I learned after the first book to skip the interminable soap opera that was Havers and her family (I was actually pleased when her father died in the third book so that I wouldn't have to read any more about him). But the fourth book takes "wallow" into a whole new dimension. Simon and Deborah. Deborah and Tommy. Tommy and Simon. Simon and Helen. Helen and Tommy. Tommy and Peter. If you loved Wuthering Heights, you'll love this book. Otherwise, you may find yourself screaming by half-time.
I'm hoping that all of these emotional cripples get down to business by the fifth book. Otherwise, the Elizabeth George fan club will have to carry on without me.
*****It is definitely one of her best.
This book, in time sequence, "happened" before any of the "Lynley/Havers" mysteries. Excellent for those Lynley fans who want to know: What did happen between Thomas and Deborah?

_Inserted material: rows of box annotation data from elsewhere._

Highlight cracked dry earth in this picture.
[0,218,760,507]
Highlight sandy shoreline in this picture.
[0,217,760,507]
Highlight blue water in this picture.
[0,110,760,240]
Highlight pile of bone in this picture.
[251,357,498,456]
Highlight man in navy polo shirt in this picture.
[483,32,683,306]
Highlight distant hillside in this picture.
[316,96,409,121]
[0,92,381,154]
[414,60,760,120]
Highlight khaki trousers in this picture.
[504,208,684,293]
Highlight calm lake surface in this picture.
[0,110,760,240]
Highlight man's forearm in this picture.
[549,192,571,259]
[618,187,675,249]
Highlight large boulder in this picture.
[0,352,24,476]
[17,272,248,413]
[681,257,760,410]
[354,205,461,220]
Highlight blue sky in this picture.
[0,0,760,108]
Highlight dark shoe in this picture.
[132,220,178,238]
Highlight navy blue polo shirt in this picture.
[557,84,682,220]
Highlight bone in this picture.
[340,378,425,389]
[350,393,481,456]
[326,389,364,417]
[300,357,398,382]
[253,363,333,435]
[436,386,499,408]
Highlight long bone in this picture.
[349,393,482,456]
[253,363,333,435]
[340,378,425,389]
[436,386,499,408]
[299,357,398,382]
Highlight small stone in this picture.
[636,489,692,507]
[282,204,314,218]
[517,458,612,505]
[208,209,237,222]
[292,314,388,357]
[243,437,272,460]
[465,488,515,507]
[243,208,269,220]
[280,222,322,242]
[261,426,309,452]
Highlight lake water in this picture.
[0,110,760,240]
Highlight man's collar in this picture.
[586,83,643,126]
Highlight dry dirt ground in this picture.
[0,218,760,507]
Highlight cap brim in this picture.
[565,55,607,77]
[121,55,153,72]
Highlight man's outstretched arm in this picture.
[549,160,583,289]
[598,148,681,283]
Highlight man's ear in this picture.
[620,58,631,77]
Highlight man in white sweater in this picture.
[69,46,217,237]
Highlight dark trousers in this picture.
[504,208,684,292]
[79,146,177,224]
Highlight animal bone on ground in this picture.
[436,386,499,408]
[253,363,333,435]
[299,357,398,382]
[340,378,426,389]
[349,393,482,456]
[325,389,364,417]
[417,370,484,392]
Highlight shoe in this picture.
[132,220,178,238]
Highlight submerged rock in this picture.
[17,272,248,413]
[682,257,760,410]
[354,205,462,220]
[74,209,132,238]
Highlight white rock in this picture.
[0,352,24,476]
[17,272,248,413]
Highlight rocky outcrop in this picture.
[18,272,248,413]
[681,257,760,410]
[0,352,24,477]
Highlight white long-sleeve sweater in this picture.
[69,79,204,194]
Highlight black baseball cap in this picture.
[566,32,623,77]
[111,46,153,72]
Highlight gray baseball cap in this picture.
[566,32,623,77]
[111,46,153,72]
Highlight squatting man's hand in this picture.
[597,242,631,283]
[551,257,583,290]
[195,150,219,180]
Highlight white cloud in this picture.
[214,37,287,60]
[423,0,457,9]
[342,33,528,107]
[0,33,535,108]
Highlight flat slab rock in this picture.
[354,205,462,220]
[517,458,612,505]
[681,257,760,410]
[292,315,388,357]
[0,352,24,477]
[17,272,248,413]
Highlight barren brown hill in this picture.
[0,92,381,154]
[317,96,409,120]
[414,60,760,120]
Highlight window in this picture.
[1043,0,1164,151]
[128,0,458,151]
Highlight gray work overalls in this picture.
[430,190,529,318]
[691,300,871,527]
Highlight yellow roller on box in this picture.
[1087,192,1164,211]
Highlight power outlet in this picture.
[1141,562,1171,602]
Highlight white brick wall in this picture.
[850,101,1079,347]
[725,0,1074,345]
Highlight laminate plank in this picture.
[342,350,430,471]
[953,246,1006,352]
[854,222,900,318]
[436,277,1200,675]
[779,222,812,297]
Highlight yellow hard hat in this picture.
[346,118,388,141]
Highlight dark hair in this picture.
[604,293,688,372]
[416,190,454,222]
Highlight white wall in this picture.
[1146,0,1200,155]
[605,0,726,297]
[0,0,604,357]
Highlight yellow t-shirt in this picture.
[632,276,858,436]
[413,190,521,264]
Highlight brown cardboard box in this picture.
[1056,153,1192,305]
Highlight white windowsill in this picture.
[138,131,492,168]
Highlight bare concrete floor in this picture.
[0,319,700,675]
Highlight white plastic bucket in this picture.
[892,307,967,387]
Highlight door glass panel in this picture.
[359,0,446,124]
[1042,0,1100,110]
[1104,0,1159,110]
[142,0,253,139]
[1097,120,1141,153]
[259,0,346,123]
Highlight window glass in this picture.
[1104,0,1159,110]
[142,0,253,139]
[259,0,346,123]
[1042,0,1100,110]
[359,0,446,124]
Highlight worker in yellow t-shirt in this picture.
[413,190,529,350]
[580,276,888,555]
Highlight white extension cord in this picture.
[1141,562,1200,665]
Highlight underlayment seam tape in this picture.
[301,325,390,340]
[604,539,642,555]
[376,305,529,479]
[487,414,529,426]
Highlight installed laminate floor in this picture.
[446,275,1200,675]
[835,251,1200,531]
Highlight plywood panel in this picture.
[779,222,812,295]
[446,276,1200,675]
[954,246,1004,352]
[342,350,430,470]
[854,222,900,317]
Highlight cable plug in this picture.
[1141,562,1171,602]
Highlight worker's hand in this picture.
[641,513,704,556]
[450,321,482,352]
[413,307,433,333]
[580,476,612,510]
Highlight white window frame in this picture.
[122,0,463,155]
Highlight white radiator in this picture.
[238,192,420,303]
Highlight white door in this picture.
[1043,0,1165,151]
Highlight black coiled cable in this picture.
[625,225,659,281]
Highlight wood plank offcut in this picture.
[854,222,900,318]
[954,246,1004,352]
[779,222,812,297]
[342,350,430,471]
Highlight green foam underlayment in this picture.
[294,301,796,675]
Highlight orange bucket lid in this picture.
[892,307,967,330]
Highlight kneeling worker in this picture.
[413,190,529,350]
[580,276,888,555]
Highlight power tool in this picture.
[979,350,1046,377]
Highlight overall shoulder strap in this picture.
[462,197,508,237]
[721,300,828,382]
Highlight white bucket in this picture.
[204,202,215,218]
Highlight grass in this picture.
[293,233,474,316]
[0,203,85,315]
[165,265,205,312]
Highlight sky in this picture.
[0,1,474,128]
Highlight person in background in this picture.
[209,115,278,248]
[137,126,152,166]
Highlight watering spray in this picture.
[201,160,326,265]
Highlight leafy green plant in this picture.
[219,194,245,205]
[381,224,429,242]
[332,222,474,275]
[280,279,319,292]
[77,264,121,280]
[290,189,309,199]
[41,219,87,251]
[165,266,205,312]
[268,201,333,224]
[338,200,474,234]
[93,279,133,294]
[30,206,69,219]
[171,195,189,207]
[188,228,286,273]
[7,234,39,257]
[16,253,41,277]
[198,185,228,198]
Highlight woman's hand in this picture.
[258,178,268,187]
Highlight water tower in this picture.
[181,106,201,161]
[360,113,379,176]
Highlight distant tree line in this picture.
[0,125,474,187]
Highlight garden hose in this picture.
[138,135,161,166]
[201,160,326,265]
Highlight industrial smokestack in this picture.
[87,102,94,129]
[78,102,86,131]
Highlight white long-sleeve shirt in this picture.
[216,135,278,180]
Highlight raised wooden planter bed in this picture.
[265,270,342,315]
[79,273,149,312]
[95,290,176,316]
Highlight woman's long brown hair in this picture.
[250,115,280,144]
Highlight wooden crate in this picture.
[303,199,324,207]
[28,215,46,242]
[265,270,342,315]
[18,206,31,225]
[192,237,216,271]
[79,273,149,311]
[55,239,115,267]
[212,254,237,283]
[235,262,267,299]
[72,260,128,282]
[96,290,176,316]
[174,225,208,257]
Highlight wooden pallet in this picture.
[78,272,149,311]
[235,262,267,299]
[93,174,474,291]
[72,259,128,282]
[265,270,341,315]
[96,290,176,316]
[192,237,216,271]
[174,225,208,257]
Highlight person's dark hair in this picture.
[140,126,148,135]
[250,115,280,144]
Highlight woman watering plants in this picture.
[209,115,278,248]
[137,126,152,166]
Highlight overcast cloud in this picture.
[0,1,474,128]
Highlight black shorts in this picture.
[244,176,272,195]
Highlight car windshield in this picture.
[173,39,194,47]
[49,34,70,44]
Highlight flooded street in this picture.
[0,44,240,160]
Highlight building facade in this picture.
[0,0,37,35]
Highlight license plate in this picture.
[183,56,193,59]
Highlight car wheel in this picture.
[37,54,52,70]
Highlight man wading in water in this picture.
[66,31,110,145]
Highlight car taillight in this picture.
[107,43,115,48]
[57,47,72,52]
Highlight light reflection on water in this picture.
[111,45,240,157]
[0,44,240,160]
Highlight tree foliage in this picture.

Simon and Deborah?
----AT the start, Deborah has just returned from college, home to her father (living with Simon). She announces her engagement to Tommy Lynley. They are going to his ancestral home, bringing a reluctant Simon, and a grimly cheerful Lady Helen as guests. Meanwhile Simon's young sister Sydney,has troubles with an abusive man. Tommy's younger brother may be using drugs. Why are Tommy and his mother alienated? Who's the mysterious woman that disappears without a trace?
****
When murder happens on the estate, all these story lines converge and intertwine in a way that explores the relationships, old and new of this extended "family" .
The resolution of the mystery was one of George's most inspired. As usual, the story is so intricate, it's difficult to imagine the difficulty of spinning this web.
Even more important to me, was the resolution of, at least some of the interpersonal conflicts.
*****ok I admit, I cried at the "happy" ending***********
This is an outstanding book for all mystery fans.